Frau Staatsministerin, planen oder unterstützen Sie für die ländlichen Regionen, für die die 30-minütige Rettungszeit

nur mit dem Rettungshubschrauber eingehalten werden kann, der aber nachts nicht fliegen darf, eine Initiative, um das Nachtflugverbot aufzuheben?

Herr Schnieder, auch da verweise ich wieder auf Nummer 2 unserer gemeinsamen Erklärung, in der wir auf die Fälle zurückgreifen, in denen wir besondere Fallgestaltungen haben und insbesondere die Standorte angesprochen sind, bei denen als schnellstes verfügbares Rettungsmittel der Hubschrauber infrage kommt. Wir werden uns genau mit diesen Standorten auseinandersetzen. Diese Fälle werden noch einmal angeschaut. Man wird sehen, inwieweit die 30 Minuten Transportzeit zu erreichen sind, ob sie bei dem einen oder anderen Standort immer gerissen werden und in welcher Größenordnung das der Fall ist. Wenn dies so sein sollte – deswegen werden wir das eng begleiten und aktiv mit angehen –, dann werden wir versuchen, Lösungsansätze zu finden. Ob das über das Thema des Rettungshubschraubers oder verstärkte Strukturen erfolgt, wird man sich gut anschauen.

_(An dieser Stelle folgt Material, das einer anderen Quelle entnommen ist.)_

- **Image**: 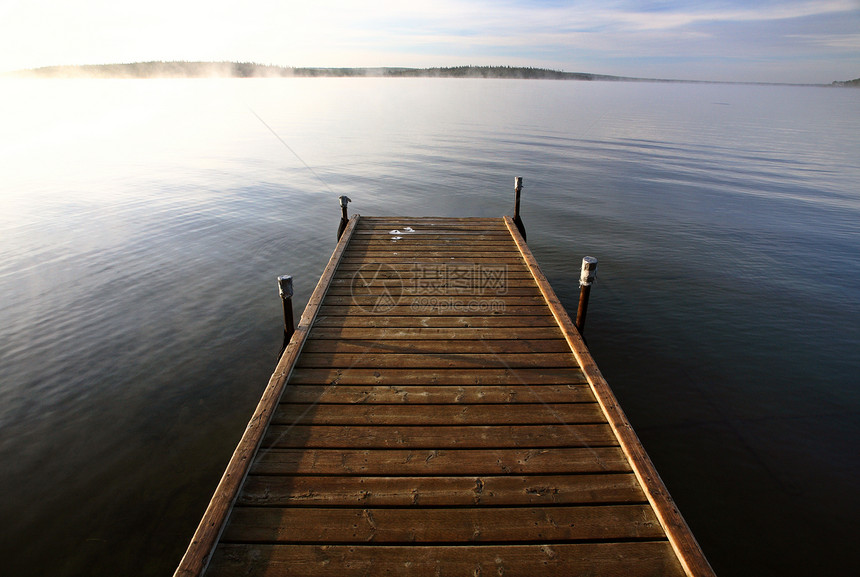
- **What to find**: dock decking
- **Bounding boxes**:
[176,216,713,577]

Sicherlich wird man auch über das Thema „Nachtflugverbot“ diskutieren. Das wird dann stattfinden, wenn wir genau wissen, an welchen Standorten wir welche Herausforderungen haben und wie wir denen am besten begegnen können. Für uns ist immer die oberste Maxime, die flächendeckende, qualitativ hochwertige Versorgung der Patientinnen und Patienten. Die wollen wir sicherstellen. Wir werden uns dann in dieser Situation mit weiteren Ansätzen auseinandersetzen.

Zu einer abschließenden Zusatzfrage hat Frau Kollegin Simon das Wort.

Frau Ministerin, ich habe noch eine Nachfrage. Es gab am 6. Dezember die Empfehlung auf Bundesebene. Warum war es notwendig, einen Runden Tisch in Rheinland-Pfalz auf Landesebene einzuführen?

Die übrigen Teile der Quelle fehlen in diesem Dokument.